There is a flinch from Rafe that shouldn’t be there: Hollis didn’t push him that hard. And now he blinks his eyes and squints and then his stomach clenches and falls down an elevator shaft, because Rafe has a mass of bandages wrapped tidily around his arm.
The engineer follows his gaze and smiles, although it doesn't reach his eyes and is just a twist of his lips, muscles pulling somewhere in his face in an imitation of an expression that could be reassuring. Could be, if this were any other situation. If it weren’t so hollow.
“So you see,” says Rafe neutrally, speaking the unspoken conclusion, the voice of logic and reason and calm and everything else that has no place here, “I really don’t have to leave. No point in it.”
Hollis has collapsed back onto the couch at some point, apparently, and now Rafe settles in beside him. “Now we wait, and see if the pills are going to do any good after all. See if the months of nosebleeds have been worth it.” There is an edge to his voice that could almost be very dry humor. Could almost be called biting humor, although Hollis is trying to avoid even thinking that word right now.
He is fading fast, rapidly going under, wounds burning and heart pounding in his ears, and he almost wishes for it to be over, but he doesn’t have the faith that Rafe has, he doesn't believe the months of nosebleeds have been worth it, and wishing for it to be over now means either he’s dead or he’s turned.
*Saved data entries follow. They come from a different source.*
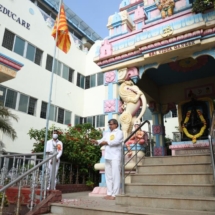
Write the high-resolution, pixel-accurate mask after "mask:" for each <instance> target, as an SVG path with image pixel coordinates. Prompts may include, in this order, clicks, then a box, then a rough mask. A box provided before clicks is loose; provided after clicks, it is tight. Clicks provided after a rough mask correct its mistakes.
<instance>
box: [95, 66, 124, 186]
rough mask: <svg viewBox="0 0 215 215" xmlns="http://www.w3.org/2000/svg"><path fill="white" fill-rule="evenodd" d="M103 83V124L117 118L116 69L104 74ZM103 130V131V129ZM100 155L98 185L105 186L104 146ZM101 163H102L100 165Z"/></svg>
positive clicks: (98, 166)
mask: <svg viewBox="0 0 215 215" xmlns="http://www.w3.org/2000/svg"><path fill="white" fill-rule="evenodd" d="M104 85H105V86H106V99H105V100H104V114H105V115H106V117H105V124H106V125H107V122H108V121H109V120H110V119H113V118H114V119H117V120H118V109H119V103H120V101H119V99H118V96H117V95H118V92H117V90H118V85H117V71H115V70H114V71H109V72H106V73H105V74H104ZM104 132H105V131H104ZM101 150H102V157H101V159H100V164H98V165H97V166H98V168H99V169H100V173H101V182H100V184H99V187H106V181H105V174H104V162H105V160H104V147H102V148H101ZM102 164H103V165H102Z"/></svg>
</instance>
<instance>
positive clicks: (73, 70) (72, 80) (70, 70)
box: [68, 68, 74, 82]
mask: <svg viewBox="0 0 215 215" xmlns="http://www.w3.org/2000/svg"><path fill="white" fill-rule="evenodd" d="M73 74H74V70H73V69H71V68H69V79H68V81H69V82H72V81H73Z"/></svg>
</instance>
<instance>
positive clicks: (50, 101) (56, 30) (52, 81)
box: [40, 0, 63, 200]
mask: <svg viewBox="0 0 215 215" xmlns="http://www.w3.org/2000/svg"><path fill="white" fill-rule="evenodd" d="M62 2H63V0H60V1H59V8H58V19H57V29H56V37H55V47H54V56H53V62H52V72H51V80H50V89H49V101H48V107H47V115H46V132H45V142H44V151H43V160H44V159H45V157H46V146H47V139H48V127H49V113H50V106H51V97H52V86H53V79H54V69H55V59H56V50H57V40H58V25H59V21H60V12H61V11H60V10H61V5H62ZM43 180H44V165H43V168H42V184H41V188H42V189H41V190H43V186H44V181H43ZM40 198H41V196H40ZM41 200H42V199H41Z"/></svg>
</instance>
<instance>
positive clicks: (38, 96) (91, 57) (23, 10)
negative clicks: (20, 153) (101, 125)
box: [0, 0, 105, 153]
mask: <svg viewBox="0 0 215 215" xmlns="http://www.w3.org/2000/svg"><path fill="white" fill-rule="evenodd" d="M1 5H2V6H3V7H6V8H7V9H8V10H10V11H12V12H13V13H15V14H16V18H18V17H20V18H21V19H23V20H25V21H26V22H28V23H29V24H30V30H28V29H27V28H25V27H24V26H22V25H20V24H19V23H18V22H15V21H14V20H13V19H12V18H11V17H8V16H7V15H6V14H3V12H0V45H1V49H0V52H1V53H3V54H4V55H6V56H8V57H10V58H12V59H14V60H16V61H18V62H21V63H23V64H24V66H23V68H22V69H21V70H20V71H19V72H18V74H17V77H16V78H15V79H13V80H10V81H7V82H4V83H3V84H2V85H4V86H6V87H8V88H11V89H14V90H16V91H18V92H21V93H24V94H26V95H28V96H31V97H34V98H36V99H38V101H37V107H36V115H35V116H31V115H28V114H25V113H22V112H19V111H16V110H11V111H12V113H14V114H16V115H17V116H18V117H19V121H18V123H16V122H13V123H12V125H13V127H14V129H15V130H16V131H17V134H18V138H17V139H16V140H14V141H13V140H11V139H10V138H9V137H8V136H7V135H5V134H3V135H2V140H3V142H4V143H5V144H6V150H7V151H10V152H19V153H25V152H26V153H28V152H30V151H31V149H32V147H33V142H34V141H33V140H30V139H29V137H28V135H27V133H28V131H29V129H30V128H35V129H41V128H44V127H45V126H46V120H45V119H41V118H40V110H41V103H42V101H45V102H48V98H49V90H50V79H51V72H49V71H48V70H46V69H45V66H46V57H47V54H49V55H51V56H53V55H54V47H55V46H54V39H53V37H52V36H51V32H52V29H51V28H50V27H48V26H47V24H46V22H45V21H44V18H43V16H42V14H41V12H40V10H39V8H38V7H36V6H35V5H34V4H33V3H32V2H30V1H29V0H22V7H20V1H12V0H2V1H1ZM30 11H31V13H30ZM32 11H33V15H32ZM5 29H8V30H10V31H12V32H13V33H15V34H16V35H18V36H19V37H21V38H23V39H24V40H26V41H28V42H29V43H31V44H32V45H34V46H36V47H37V48H39V49H41V50H43V57H42V63H41V66H38V65H36V64H35V63H33V62H31V61H30V60H28V59H26V58H24V57H22V56H20V55H18V54H16V53H14V52H12V51H10V50H8V49H6V48H4V47H2V41H3V36H4V31H5ZM70 38H71V37H70ZM71 42H72V45H71V49H70V51H69V52H68V53H67V54H64V53H63V52H62V51H61V50H59V49H58V48H57V52H56V58H57V59H58V60H59V61H61V62H63V63H64V64H65V65H67V66H69V67H70V68H72V69H74V70H75V73H74V77H73V83H70V82H69V81H67V80H65V79H63V78H62V77H59V76H57V75H54V80H53V90H52V92H53V93H52V104H54V105H56V106H58V107H61V108H64V109H65V110H69V111H72V123H71V124H73V125H74V116H75V114H76V115H79V116H90V115H98V114H102V113H103V95H104V89H105V87H104V86H99V87H95V88H92V89H88V90H83V89H81V88H79V87H77V86H76V81H77V72H78V73H81V74H83V75H85V76H86V75H90V74H94V73H98V72H100V68H99V67H98V66H97V65H96V64H94V63H93V62H92V59H93V55H94V53H95V50H93V51H92V50H90V51H89V52H88V54H86V53H84V52H83V51H81V50H79V49H78V48H76V46H75V43H74V41H73V39H72V38H71ZM92 95H93V96H92ZM94 95H96V96H94ZM92 98H93V99H92ZM95 104H96V105H95ZM52 124H55V125H56V126H57V127H62V128H66V127H67V126H66V125H62V124H59V123H56V122H53V121H50V122H49V125H50V126H51V125H52Z"/></svg>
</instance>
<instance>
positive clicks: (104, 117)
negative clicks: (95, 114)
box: [96, 115, 105, 127]
mask: <svg viewBox="0 0 215 215" xmlns="http://www.w3.org/2000/svg"><path fill="white" fill-rule="evenodd" d="M104 126H105V115H98V116H96V127H104Z"/></svg>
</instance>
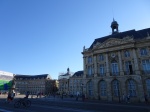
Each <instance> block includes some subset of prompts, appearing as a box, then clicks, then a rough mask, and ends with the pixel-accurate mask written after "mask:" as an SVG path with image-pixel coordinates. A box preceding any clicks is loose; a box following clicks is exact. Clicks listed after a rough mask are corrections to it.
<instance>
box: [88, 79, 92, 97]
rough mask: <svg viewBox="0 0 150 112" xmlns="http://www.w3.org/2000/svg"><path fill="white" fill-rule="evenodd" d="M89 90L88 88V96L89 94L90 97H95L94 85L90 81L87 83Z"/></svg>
mask: <svg viewBox="0 0 150 112" xmlns="http://www.w3.org/2000/svg"><path fill="white" fill-rule="evenodd" d="M87 88H88V94H89V95H90V96H92V95H93V83H92V81H89V82H88V83H87Z"/></svg>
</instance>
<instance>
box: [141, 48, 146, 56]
mask: <svg viewBox="0 0 150 112" xmlns="http://www.w3.org/2000/svg"><path fill="white" fill-rule="evenodd" d="M140 53H141V56H144V55H147V50H146V48H142V49H140Z"/></svg>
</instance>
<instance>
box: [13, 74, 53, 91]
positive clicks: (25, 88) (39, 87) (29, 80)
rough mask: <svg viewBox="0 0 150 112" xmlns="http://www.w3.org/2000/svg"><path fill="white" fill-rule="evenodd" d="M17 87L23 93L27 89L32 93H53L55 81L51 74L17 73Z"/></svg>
mask: <svg viewBox="0 0 150 112" xmlns="http://www.w3.org/2000/svg"><path fill="white" fill-rule="evenodd" d="M14 80H15V89H16V91H18V92H19V93H21V94H25V93H26V92H27V91H29V92H30V94H37V93H43V94H46V93H51V92H52V89H53V85H54V84H53V83H54V82H56V81H53V80H52V79H51V77H50V75H49V74H42V75H17V74H16V75H15V76H14Z"/></svg>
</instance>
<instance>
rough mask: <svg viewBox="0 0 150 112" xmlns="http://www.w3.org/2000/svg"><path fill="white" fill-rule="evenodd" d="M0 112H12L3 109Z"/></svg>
mask: <svg viewBox="0 0 150 112" xmlns="http://www.w3.org/2000/svg"><path fill="white" fill-rule="evenodd" d="M0 111H2V112H13V111H9V110H5V109H0Z"/></svg>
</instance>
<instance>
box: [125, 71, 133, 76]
mask: <svg viewBox="0 0 150 112" xmlns="http://www.w3.org/2000/svg"><path fill="white" fill-rule="evenodd" d="M134 74H135V71H132V72H130V71H125V72H124V75H134Z"/></svg>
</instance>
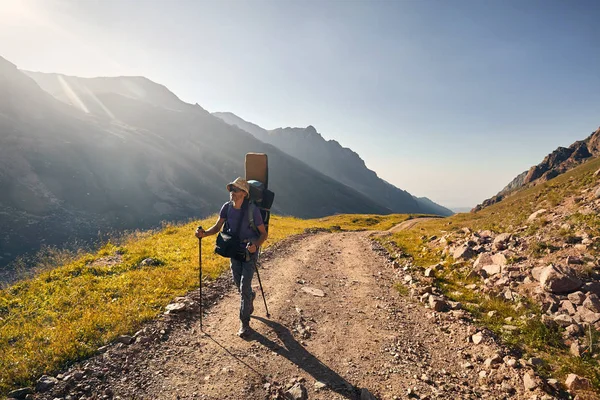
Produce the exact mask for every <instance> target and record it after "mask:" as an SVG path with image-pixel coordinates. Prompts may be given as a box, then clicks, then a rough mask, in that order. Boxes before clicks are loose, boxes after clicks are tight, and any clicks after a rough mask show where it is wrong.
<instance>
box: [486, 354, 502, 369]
mask: <svg viewBox="0 0 600 400" xmlns="http://www.w3.org/2000/svg"><path fill="white" fill-rule="evenodd" d="M501 362H502V357H500V355H499V354H494V355H493V356H491V357H490V358H488V359H486V360H485V362H484V363H483V365H484V366H485V367H486V368H493V367H494V366H496V365H498V364H500V363H501Z"/></svg>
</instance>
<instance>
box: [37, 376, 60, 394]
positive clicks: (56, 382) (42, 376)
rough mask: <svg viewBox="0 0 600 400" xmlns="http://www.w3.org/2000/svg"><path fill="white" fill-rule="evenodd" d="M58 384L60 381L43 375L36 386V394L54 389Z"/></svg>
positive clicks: (45, 391) (51, 376)
mask: <svg viewBox="0 0 600 400" xmlns="http://www.w3.org/2000/svg"><path fill="white" fill-rule="evenodd" d="M57 383H58V379H56V378H55V377H53V376H48V375H42V377H41V378H40V379H38V381H37V382H36V384H35V390H36V392H40V393H44V392H47V391H48V390H50V389H52V388H53V387H54V385H56V384H57Z"/></svg>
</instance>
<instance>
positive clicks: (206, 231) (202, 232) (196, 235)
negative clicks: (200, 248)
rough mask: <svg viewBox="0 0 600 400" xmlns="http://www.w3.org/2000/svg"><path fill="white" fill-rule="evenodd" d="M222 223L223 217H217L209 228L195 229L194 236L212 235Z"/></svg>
mask: <svg viewBox="0 0 600 400" xmlns="http://www.w3.org/2000/svg"><path fill="white" fill-rule="evenodd" d="M224 223H225V218H221V217H219V219H217V222H215V224H214V225H213V226H211V227H210V228H208V229H207V230H200V228H198V229H196V237H197V238H198V239H200V238H203V237H206V236H210V235H214V234H215V233H217V232H219V231H220V230H221V228H222V227H223V224H224ZM263 228H264V227H263Z"/></svg>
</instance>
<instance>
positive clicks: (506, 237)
mask: <svg viewBox="0 0 600 400" xmlns="http://www.w3.org/2000/svg"><path fill="white" fill-rule="evenodd" d="M510 236H511V235H510V233H501V234H499V235H498V236H496V239H494V242H493V243H492V247H493V248H494V250H504V249H506V247H507V244H508V241H509V240H510Z"/></svg>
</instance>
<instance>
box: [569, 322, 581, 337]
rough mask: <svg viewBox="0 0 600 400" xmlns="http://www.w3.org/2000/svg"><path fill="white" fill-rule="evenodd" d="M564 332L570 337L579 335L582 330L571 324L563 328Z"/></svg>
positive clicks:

And Rafe is still beside him, he can tell, the engineer somehow more present than he has ever been, and he can almost (see/smell/hear/taste) him, his senses all breaking down in the face of the warm, blank body beside him.
There is wary anticipation rolling off the engineer in waves, and a fierce, angry protectiveness. He’s not sure how, exactly, he knows this. This isn’t one of the usual five sense, isn’t anything he has any experience with. He knows how the undead hordes hunt their prey, suddenly. He couldn’t not locate Rafe if he tried, right now.
Somewhere in the distance, the other man sighs. “Go to sleep,” he says, and it may or may not be spoken aloud. “It’ll all be over by morning.”
He opens his eyes. There is a face at the edge of his vision, looking horribly gray and injured and still impossibly, unthinkably alive.
“We didn’t die,” says Rafe, vibrating with residual exhaustion and nerves, “and we didn’t turn.” He grins, sharp-edged and full of teeth. “There’s nothing left to be afraid of, anymore.”
He has to turn away from the violent intensity of that stare, making his stomach twist with potential and anticipation and a surge of hot, painful hope. “Doesn’t make you immortal,” he grumbles, trying desperately to ground them both. “Lots of things can still kill you.”
Rafe just beams manically. “Yes. But now there’s one less.”
Hollis stares wordlessly. He is badly injured and in pain and they both nearly died and even now there are parasites launching a futile assault on their brains, but a tiny spark of optimism kindles somewhere inside him. Like a slow-motion bullet in reverse, the cracks are pulling together now, where before they could only splinter and spread further. They aren’t going to die, and they won’t die. They have to save the world.
The worry is gone from the engineer’s haggard face in an expression Hollis hasn’t seen in years, a stay of execution for a condemned man. The moment stretches, long enough for him to believe in impossible things.
Rafe smiles and gets up from the couch. “I’ll make us some breakfast,” he says.